JUPITER was designed to continue until accrual of 520 confirmed primary end points, with interim efficacy analyses scheduled to occur on accrual of 195 and 390 confirmed primary end points. The prespecified stopping boundary (based on the O'Brien-Fleming boundaries determined by the Lan-DeMets approach) was exceeded at the first interim analysis. The independent data and safety monitoring board voted to continue the trial for an additional 6 months, at which time the board determined that the criteria specified in its charter for early stopping were exceeded. Its recommendation on 29 March 2008 to stop the trial was accepted the next day by the steering committee. A closeout visit was scheduled after this date, at which time participants learned their group assignment.

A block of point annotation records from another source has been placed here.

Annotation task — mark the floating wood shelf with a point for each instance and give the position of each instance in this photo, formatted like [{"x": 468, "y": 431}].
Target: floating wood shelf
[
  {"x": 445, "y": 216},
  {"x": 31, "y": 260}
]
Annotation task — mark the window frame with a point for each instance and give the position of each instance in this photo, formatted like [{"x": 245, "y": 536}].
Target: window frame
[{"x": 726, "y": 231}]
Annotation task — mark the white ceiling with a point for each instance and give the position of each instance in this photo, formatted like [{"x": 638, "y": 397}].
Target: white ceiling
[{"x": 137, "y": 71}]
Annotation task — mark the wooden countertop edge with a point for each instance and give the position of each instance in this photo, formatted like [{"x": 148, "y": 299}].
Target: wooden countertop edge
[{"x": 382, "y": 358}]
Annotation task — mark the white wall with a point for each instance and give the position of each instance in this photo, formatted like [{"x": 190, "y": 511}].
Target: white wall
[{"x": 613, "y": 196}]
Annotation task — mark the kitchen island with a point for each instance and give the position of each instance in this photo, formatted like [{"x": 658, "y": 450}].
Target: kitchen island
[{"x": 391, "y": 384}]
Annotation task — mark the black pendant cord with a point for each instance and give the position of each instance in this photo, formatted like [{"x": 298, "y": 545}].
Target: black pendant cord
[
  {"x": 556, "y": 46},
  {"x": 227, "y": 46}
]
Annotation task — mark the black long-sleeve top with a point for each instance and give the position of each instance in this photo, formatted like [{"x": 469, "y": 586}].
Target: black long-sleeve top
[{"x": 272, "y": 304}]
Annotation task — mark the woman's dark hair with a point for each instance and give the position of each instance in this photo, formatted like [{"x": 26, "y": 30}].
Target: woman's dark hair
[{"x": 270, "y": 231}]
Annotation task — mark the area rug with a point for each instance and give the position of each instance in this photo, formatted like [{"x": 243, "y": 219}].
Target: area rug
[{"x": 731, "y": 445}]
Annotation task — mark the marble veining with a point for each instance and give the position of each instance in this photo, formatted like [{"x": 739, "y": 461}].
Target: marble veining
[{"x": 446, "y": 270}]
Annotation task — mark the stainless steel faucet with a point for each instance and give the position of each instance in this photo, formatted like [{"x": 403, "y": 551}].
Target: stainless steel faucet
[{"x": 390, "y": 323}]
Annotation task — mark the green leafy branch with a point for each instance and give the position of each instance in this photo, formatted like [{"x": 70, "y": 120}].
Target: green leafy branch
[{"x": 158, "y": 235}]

The primary end point was the occurrence of a first major cardiovascular event, defined as nonfatal myocardial infarction, nonfatal stroke, hospitalization for unstable angina, an arterial revascularization procedure, or confirmed death from cardiovascular causes. Other prespecified end points included the components of the primary end point, death from any cause, venous thromboembolism, and incident diabetes.
An independent end point committee, masked to randomized treatment assignment, adjudicated all reported primary end points that occurred through 30 March 2008. Follow-up for efficacy end points ended on that date. For safety end points, including incident diabetes, blinded treatment and follow-up continued until a participant had a closeout visit and discontinued study therapy. The last closeout visit occurred on 20 August 2008.

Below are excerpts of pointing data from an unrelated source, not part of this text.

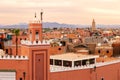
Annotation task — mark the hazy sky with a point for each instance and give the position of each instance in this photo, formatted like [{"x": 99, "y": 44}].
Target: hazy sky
[{"x": 62, "y": 11}]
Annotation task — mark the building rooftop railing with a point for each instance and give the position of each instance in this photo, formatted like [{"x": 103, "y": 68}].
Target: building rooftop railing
[
  {"x": 54, "y": 68},
  {"x": 11, "y": 57},
  {"x": 27, "y": 42}
]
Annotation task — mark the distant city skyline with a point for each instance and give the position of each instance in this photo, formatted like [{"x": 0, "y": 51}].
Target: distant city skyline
[{"x": 62, "y": 11}]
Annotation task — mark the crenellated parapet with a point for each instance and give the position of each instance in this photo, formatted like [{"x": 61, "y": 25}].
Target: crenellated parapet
[
  {"x": 27, "y": 42},
  {"x": 12, "y": 57}
]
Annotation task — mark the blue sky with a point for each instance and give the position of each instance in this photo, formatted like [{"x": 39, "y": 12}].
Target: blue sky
[{"x": 62, "y": 11}]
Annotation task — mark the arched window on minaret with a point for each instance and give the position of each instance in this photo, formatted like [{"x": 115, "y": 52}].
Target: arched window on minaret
[
  {"x": 37, "y": 35},
  {"x": 30, "y": 36}
]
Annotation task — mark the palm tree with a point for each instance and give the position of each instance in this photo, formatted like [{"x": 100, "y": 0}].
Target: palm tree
[{"x": 16, "y": 32}]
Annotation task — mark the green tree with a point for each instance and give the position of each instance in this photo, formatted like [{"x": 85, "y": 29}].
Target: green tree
[{"x": 16, "y": 32}]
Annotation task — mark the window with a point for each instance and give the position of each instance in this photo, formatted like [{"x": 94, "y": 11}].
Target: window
[
  {"x": 20, "y": 78},
  {"x": 107, "y": 51},
  {"x": 58, "y": 62},
  {"x": 77, "y": 63},
  {"x": 99, "y": 51},
  {"x": 37, "y": 35},
  {"x": 84, "y": 62},
  {"x": 51, "y": 61},
  {"x": 6, "y": 51},
  {"x": 102, "y": 78},
  {"x": 59, "y": 48},
  {"x": 92, "y": 61},
  {"x": 67, "y": 63}
]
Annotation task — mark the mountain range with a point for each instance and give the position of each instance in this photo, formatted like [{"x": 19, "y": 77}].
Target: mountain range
[{"x": 58, "y": 25}]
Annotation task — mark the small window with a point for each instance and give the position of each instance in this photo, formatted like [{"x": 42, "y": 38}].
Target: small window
[
  {"x": 107, "y": 51},
  {"x": 6, "y": 51},
  {"x": 59, "y": 48},
  {"x": 20, "y": 78},
  {"x": 102, "y": 78},
  {"x": 37, "y": 32},
  {"x": 99, "y": 51}
]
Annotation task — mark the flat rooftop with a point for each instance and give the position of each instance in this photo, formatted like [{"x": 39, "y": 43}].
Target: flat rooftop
[{"x": 72, "y": 56}]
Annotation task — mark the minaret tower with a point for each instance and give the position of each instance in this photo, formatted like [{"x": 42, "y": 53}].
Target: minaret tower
[
  {"x": 93, "y": 25},
  {"x": 35, "y": 29}
]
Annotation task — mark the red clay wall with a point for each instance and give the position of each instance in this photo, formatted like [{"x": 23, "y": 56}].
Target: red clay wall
[
  {"x": 19, "y": 66},
  {"x": 111, "y": 72}
]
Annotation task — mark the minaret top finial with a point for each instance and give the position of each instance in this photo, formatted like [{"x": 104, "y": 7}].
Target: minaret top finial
[
  {"x": 35, "y": 14},
  {"x": 41, "y": 14},
  {"x": 93, "y": 20}
]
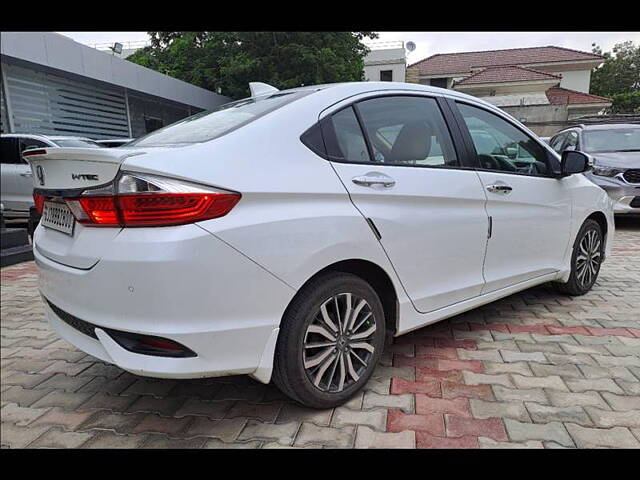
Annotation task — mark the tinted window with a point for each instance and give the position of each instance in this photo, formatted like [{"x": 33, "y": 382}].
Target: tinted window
[
  {"x": 407, "y": 131},
  {"x": 501, "y": 146},
  {"x": 9, "y": 150},
  {"x": 77, "y": 143},
  {"x": 614, "y": 140},
  {"x": 351, "y": 146},
  {"x": 572, "y": 141},
  {"x": 208, "y": 125},
  {"x": 557, "y": 142}
]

We chose the cut-point at age 70 years for this report after trial completion but before conducting these analyses because previous primary prevention trials included few persons in this age group and use of statins for primary prevention in older persons is controversial. Analyses of the primary, prespecified secondary and safety outcomes followed the intention-to-treat principle and used Cox proportional hazards models to estimate treatment effects separately by age group. We evaluated the possible heterogeneity in the treatment effect by age by using a likelihood ratio test of an age-group-by-treatment interaction in a model fitted to the entire population. Because the competing risk for death is an important consideration in the treatment of older persons, we considered composite end points, including either death or other end points. We based the evaluation of the proportional hazards assumption on a likelihood ratio test of the interaction between treatment and study time. Alternative analyses stratified on geographic region yielded similar effect estimates.

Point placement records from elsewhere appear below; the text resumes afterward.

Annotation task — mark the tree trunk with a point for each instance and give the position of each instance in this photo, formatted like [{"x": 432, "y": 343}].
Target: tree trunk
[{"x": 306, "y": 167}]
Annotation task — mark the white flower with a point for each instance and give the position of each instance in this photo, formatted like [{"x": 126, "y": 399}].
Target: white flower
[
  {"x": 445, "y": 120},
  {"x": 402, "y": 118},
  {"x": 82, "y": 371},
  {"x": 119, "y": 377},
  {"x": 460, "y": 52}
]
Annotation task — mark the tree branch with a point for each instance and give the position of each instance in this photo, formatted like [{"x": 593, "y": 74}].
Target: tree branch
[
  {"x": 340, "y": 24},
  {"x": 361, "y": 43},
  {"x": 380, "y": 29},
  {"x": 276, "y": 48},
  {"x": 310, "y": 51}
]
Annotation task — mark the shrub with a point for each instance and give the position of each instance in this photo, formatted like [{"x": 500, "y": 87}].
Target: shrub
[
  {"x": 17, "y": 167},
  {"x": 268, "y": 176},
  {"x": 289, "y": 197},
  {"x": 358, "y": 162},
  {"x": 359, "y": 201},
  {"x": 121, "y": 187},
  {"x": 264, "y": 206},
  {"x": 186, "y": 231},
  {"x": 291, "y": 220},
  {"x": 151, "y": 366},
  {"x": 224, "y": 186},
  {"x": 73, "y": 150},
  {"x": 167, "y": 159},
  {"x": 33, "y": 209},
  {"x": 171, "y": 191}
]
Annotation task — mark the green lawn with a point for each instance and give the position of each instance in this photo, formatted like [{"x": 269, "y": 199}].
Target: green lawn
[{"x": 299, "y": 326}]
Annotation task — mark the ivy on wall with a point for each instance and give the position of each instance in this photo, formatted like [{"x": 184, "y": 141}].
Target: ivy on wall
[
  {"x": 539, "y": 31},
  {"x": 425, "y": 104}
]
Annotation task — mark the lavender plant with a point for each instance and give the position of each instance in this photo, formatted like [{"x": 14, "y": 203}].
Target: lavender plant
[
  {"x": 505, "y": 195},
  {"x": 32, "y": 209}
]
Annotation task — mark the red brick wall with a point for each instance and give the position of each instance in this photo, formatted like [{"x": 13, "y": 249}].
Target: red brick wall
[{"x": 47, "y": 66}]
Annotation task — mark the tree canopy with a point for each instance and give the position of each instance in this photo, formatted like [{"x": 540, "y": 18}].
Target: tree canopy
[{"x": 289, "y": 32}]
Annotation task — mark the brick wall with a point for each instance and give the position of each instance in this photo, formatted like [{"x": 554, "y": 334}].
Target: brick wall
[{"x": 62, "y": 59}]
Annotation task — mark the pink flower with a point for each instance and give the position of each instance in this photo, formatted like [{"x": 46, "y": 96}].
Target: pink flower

We also evaluated absolute treatment effects as the difference between the incidence rate of an outcome in the placebo group minus the incidence rate in the rosuvastatin group separately by age group. We based estimates of the number of patients needed to treat to prevent 1 event on the difference between Kaplan-Meier estimates of cumulative risk at 4 years (16).
Role of the Funding Source
The study chair designed and wrote the trial protocol. AstraZeneca financially supported the trial, collected the data, and monitored the sites but remained blinded to treatment status throughout the trial and played no role in the analyses or drafting of the primary study results (12, 17, 18) or this manuscript, or in the decision to submit the manuscript for publication.